KernelHost Tools Subnet Calculator

Subnet Calculator: IPv4 & IPv6, CIDR, netmasks

Calculate network address, broadcast, netmask, wildcard, host range and reverse DNS for IPv4 and IPv6 subnets. Entirely in the browser, no server roundtrip, no tracking.

Input
Quick examples: 1.1.1.1 2606:4700:4700::1111 192.168.1.0 100.64.0.1
Result

Subnetting in 60 seconds

An IP address has two parts: the network portion (which network?) and the host portion (which device on the network?).

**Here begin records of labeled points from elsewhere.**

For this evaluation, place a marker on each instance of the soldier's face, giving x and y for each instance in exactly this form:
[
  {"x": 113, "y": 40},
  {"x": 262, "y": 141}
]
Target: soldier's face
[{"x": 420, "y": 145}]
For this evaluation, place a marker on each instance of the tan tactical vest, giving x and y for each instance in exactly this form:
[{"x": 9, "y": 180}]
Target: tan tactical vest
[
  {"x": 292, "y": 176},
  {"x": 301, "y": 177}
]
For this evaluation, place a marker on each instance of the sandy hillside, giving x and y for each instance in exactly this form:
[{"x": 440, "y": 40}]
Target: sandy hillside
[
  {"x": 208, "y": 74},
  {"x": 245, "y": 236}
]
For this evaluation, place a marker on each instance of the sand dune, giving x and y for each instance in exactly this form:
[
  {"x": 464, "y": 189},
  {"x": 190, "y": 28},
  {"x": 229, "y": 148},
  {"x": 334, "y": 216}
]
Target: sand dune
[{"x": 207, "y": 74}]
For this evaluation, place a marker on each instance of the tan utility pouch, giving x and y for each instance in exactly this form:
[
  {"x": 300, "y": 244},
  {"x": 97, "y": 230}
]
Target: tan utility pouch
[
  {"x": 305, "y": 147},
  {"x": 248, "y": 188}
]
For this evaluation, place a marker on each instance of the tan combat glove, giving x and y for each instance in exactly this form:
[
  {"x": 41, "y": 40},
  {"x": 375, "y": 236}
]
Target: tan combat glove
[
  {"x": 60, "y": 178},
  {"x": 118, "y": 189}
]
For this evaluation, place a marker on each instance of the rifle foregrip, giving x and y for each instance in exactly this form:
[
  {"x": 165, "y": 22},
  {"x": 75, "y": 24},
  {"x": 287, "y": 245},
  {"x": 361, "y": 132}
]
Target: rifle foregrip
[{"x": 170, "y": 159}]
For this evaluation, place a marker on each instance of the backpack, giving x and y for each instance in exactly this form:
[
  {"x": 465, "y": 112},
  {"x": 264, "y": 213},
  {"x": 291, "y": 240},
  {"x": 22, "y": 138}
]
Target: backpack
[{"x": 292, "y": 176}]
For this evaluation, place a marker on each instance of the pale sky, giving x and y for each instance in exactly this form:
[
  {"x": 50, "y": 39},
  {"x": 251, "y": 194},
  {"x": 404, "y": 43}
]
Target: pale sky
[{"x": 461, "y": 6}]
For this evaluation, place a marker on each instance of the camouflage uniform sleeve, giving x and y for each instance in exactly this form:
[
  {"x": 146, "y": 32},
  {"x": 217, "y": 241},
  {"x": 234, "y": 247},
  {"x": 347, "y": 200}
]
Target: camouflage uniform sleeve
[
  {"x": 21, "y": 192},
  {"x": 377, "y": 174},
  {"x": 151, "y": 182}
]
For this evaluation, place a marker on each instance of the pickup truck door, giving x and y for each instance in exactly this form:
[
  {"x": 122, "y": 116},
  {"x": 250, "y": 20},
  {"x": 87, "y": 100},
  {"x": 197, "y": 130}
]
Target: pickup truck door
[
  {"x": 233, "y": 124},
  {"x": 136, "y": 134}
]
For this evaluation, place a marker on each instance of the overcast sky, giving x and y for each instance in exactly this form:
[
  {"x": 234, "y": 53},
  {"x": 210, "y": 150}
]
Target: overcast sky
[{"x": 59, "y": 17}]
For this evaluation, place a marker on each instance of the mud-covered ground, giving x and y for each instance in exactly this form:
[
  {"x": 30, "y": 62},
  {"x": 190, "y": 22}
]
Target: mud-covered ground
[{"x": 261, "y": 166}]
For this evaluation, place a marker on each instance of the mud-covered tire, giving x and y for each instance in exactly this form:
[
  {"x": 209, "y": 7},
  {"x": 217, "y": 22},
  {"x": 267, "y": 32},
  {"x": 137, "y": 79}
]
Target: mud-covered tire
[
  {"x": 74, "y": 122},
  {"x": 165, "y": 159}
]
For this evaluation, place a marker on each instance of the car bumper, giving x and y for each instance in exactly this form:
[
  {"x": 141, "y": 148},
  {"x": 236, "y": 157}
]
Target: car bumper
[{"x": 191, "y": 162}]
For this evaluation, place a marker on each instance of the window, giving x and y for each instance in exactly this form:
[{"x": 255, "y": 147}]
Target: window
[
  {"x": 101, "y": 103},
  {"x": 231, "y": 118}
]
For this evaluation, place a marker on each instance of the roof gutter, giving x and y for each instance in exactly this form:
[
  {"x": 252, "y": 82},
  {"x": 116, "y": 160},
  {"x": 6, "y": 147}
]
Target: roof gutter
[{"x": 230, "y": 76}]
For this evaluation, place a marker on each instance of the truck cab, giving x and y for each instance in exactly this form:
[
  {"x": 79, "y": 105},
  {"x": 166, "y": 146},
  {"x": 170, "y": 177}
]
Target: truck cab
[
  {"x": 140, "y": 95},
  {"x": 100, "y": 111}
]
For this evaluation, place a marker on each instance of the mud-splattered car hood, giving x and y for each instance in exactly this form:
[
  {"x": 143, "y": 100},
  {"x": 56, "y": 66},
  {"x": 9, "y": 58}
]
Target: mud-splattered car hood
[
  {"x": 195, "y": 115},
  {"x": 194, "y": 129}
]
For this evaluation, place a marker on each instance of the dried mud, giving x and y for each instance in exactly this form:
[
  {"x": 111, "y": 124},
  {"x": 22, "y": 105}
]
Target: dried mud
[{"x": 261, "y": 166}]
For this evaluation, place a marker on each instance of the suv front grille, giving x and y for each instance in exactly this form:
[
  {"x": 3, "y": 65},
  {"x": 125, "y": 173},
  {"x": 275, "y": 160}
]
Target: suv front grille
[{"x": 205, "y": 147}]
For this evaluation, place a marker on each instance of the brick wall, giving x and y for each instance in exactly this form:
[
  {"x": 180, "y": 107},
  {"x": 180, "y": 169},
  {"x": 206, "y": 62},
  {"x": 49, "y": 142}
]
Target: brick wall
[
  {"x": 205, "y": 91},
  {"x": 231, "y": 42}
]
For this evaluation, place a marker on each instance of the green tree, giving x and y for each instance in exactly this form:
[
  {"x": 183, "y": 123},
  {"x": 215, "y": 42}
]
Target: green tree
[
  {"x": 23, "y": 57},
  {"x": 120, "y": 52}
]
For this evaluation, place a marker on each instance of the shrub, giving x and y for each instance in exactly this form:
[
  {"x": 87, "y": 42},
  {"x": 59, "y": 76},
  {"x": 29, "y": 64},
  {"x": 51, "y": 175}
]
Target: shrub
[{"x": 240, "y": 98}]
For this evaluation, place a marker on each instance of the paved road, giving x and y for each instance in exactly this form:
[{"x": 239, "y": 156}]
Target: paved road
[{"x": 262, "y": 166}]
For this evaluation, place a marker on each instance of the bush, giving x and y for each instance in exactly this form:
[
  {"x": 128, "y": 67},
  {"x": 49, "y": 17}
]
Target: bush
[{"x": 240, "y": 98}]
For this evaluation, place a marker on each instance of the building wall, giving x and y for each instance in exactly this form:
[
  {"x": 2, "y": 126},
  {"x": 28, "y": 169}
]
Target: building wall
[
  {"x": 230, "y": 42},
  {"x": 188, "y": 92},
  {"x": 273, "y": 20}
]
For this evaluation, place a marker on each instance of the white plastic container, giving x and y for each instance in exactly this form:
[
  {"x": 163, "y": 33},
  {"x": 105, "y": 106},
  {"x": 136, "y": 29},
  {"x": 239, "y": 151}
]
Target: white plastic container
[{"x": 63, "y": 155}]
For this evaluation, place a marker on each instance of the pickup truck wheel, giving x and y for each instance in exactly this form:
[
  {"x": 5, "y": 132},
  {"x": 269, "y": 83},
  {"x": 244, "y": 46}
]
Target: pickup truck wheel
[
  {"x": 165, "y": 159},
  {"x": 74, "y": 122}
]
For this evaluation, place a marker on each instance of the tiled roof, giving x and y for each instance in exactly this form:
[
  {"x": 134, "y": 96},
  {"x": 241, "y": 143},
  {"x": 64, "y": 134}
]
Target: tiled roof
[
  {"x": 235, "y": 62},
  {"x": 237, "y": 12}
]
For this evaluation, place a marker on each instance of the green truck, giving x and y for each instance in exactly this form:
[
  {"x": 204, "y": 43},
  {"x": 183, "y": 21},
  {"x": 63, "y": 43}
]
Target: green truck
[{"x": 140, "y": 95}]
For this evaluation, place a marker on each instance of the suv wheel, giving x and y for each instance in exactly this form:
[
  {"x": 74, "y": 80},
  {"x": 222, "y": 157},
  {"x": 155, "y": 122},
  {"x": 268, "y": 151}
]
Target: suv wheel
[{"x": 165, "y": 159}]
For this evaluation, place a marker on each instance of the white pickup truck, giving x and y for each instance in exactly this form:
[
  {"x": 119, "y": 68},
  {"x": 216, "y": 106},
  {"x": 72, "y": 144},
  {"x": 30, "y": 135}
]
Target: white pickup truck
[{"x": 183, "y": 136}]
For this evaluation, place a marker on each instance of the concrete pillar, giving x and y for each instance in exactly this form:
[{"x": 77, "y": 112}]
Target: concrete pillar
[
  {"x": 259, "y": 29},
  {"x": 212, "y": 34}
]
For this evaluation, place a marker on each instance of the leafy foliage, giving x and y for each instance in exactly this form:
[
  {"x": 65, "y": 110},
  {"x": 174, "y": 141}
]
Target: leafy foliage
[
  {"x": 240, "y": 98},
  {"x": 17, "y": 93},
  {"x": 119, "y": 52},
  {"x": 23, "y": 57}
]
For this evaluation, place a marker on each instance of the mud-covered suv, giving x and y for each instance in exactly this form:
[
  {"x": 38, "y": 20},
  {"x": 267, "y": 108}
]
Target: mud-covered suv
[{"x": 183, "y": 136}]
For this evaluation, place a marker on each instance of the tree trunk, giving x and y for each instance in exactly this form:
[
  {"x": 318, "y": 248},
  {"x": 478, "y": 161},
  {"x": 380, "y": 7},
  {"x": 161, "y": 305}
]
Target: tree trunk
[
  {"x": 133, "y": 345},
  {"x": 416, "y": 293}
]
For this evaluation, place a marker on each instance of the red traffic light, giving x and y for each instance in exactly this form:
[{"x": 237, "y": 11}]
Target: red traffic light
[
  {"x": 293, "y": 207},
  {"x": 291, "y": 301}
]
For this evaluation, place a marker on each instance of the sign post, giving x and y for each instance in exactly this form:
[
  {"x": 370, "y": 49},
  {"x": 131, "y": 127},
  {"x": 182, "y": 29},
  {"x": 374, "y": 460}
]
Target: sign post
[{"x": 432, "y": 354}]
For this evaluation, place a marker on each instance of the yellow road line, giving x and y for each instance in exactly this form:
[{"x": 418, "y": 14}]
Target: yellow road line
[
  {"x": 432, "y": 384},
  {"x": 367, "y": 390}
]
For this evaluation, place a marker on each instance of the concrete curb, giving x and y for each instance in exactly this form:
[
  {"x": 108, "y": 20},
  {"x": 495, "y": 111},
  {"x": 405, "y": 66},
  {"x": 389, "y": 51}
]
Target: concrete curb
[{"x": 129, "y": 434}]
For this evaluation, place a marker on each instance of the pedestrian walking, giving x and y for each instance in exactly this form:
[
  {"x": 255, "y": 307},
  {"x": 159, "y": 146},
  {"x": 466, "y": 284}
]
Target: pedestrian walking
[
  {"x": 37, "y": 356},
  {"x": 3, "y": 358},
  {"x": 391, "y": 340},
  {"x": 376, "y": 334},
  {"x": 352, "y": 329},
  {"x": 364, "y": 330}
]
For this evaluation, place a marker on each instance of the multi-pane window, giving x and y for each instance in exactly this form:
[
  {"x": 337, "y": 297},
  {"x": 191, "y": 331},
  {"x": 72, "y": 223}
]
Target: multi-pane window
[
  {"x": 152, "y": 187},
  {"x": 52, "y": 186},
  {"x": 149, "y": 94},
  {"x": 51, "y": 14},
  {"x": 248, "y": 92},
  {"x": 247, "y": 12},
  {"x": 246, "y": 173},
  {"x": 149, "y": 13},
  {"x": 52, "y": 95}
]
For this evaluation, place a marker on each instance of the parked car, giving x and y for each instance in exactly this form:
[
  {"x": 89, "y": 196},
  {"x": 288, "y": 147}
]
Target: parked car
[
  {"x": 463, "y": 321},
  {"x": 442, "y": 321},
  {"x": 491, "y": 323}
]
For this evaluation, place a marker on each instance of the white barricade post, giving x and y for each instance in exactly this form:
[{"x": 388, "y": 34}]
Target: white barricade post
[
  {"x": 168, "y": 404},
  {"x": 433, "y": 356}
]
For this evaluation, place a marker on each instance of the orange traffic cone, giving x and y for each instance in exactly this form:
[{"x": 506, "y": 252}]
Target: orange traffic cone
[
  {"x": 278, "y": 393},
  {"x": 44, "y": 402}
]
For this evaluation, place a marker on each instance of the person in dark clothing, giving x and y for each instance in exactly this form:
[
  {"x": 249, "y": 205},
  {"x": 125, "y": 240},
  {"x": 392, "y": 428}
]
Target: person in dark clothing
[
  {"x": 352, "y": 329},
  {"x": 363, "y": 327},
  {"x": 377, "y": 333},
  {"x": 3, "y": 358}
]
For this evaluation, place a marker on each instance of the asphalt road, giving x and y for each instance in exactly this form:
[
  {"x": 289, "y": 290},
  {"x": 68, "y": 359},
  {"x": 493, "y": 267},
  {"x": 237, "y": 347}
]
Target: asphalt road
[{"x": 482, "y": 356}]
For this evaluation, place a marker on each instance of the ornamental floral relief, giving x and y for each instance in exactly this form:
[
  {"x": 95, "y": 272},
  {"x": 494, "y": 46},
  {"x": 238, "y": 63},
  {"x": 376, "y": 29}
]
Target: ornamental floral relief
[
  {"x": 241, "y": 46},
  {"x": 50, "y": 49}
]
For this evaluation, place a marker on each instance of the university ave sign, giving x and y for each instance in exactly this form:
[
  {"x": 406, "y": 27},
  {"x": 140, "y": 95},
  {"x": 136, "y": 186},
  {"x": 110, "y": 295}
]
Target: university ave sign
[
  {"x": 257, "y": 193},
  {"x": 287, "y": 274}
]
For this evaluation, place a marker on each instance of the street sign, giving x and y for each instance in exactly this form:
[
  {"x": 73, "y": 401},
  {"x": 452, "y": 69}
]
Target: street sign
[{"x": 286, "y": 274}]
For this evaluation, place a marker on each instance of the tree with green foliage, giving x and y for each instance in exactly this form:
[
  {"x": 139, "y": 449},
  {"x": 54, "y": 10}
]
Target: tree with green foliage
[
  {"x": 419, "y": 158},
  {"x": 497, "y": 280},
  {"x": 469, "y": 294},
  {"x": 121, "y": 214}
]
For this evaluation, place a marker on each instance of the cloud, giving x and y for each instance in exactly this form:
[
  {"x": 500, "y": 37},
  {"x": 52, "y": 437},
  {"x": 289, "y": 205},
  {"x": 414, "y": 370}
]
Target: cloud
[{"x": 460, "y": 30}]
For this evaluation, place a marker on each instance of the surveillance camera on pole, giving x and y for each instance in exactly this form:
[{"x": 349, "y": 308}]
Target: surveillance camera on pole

The prefix length decides where the split happens; e.g. /24 means the first 24 bits are network, the last 8 are host.

  • IPv4 has 32 bits, i.e. 2³² ≈ 4.3 billion addresses worldwide.
  • IPv6 has 128 bits, i.e. 2¹²⁸ addresses, more than grains of sand on Earth.
  • In IPv4, /24 is a typical LAN, /16 a larger corporate network.
  • In IPv6, /64 is the smallest sensible subnet size (for SLAAC), /48 a typical end-customer allocation.
  • The netmask is a binary mask with 1s for the network portion. /24 gives 255.255.255.0.
  • The wildcard mask is the bitwise inverse, used in Cisco ACLs.

What this calculator computes

Whether you're planning a private IPv4 range or splitting an IPv6 allocation:

  • Network address and broadcast (IPv4), or first/last address (IPv6)
  • Netmask in decimal, wildcard mask, prefix length
  • Host range with first and last usable address, plus number of possible hosts
  • Class (A through E) and type (PRIVATE, LOOPBACK, LINK-LOCAL, MULTICAST, RESERVED, CGNAT, GLOBAL-UNICAST)
  • Integer, hex and binary IDs for scripting and database storage
  • in-addr.arpa and ip6.arpa reverse DNS notation
  • RFC 1924 base 85 short notation for IPv6
  • 6to4 prefix and IPv4-mapped IPv6 address
  • Microsoft IPv6 literal (UNC path compatible)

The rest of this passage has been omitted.